Gene set enrichment analysis is integral to the study of genomics, allowing researchers to interpret data collected at the level of single genes by their collective involvement in biological pathways. However, the assessment and comparison of such methods has been generally ad hoc and lacking in data related to public health.
In a paper published recently in the journal Briefings in Bioinformatics, Ludwig Geistlinger, an investigator with the CUNY Institute for Implementation Science in Public Health and CUNY SPH Associate Professor Levi Waldron provided the most thorough benchmarking of gene set enrichment analysis methods to date, along with open-source software and extensive curated databases for applying these benchmarks to new gene set enrichment methods.

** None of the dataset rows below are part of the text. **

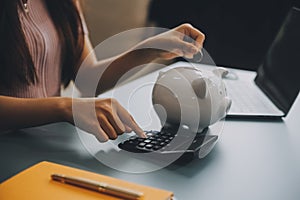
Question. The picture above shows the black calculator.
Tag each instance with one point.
(168, 141)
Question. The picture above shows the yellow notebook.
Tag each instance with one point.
(35, 183)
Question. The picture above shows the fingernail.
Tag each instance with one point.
(144, 135)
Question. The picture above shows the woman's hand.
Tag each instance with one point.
(182, 41)
(104, 118)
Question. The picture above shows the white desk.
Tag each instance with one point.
(253, 160)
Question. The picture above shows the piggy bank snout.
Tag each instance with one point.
(199, 87)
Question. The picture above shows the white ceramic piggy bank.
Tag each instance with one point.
(191, 97)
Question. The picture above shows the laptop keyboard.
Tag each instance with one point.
(247, 98)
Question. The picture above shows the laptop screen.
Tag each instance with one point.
(279, 75)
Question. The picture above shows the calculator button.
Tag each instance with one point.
(149, 146)
(154, 142)
(142, 144)
(156, 147)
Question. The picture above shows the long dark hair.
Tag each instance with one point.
(16, 64)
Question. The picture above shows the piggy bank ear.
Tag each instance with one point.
(220, 71)
(199, 87)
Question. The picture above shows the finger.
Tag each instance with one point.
(130, 122)
(195, 34)
(100, 135)
(116, 123)
(187, 48)
(107, 127)
(127, 129)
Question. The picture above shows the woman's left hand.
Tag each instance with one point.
(182, 41)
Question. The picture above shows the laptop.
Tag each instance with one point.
(272, 89)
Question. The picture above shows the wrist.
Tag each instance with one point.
(65, 109)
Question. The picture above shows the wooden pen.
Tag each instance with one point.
(101, 187)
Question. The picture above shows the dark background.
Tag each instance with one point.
(238, 33)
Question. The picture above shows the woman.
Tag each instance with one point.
(43, 43)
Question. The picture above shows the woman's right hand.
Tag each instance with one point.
(104, 118)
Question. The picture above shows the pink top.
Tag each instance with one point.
(44, 46)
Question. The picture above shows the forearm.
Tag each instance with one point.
(18, 113)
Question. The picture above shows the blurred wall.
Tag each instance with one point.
(106, 18)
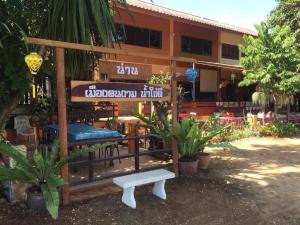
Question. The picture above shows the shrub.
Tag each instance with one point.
(278, 129)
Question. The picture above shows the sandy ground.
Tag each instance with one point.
(270, 169)
(255, 184)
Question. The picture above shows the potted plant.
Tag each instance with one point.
(192, 138)
(187, 133)
(208, 131)
(43, 173)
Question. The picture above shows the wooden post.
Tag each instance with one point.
(62, 119)
(175, 153)
(218, 85)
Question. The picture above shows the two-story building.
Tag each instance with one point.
(152, 29)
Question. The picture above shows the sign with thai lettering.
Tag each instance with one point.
(124, 70)
(88, 91)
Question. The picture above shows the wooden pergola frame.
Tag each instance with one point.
(61, 93)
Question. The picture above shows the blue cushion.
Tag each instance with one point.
(79, 131)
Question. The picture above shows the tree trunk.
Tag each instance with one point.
(7, 109)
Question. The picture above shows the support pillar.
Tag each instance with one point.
(175, 153)
(62, 119)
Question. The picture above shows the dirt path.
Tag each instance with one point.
(258, 184)
(270, 169)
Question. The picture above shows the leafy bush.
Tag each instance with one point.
(43, 173)
(239, 134)
(192, 138)
(278, 129)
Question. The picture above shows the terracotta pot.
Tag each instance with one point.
(188, 168)
(35, 200)
(204, 160)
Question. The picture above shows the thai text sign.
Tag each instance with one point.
(87, 91)
(123, 69)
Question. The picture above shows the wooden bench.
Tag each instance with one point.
(129, 182)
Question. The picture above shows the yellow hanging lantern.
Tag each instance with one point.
(34, 62)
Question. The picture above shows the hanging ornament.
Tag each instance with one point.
(191, 74)
(34, 62)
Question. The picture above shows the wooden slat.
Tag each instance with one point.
(68, 45)
(62, 119)
(175, 153)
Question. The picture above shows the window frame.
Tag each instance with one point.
(149, 31)
(204, 41)
(232, 51)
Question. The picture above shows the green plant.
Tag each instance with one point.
(193, 138)
(272, 60)
(239, 134)
(42, 105)
(111, 123)
(155, 126)
(278, 129)
(43, 172)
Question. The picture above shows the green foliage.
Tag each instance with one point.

“While most benchmarking studies of gene set enrichment analysis have employed simulations and a couple datasets on model organisms, our work incorporates a curated compendium of 75 expression datasets investigating 42 human diseases that have gene pathways of known relevance,” says Geistlinger, the study’s lead author. “This study improves our understanding of how gene set enrichment analysis methods perform in biomedical applications, and will help future developments focus on improvements relevant to public health. We wanted to provide specific advice to researchers about currently popular methods, but also to provide an easy-to-use framework for others to extend our efforts.”
Geistlinger L, Csaba G, Santarelli M, Ramos M, Schiffer L, Turaga N, Law C, Davis S, Carey V, Morgan M, Zimmer R, Waldron L: “Toward a gold standard for benchmarking gene set enrichment analysis.” Brief. Bioinform. 2020.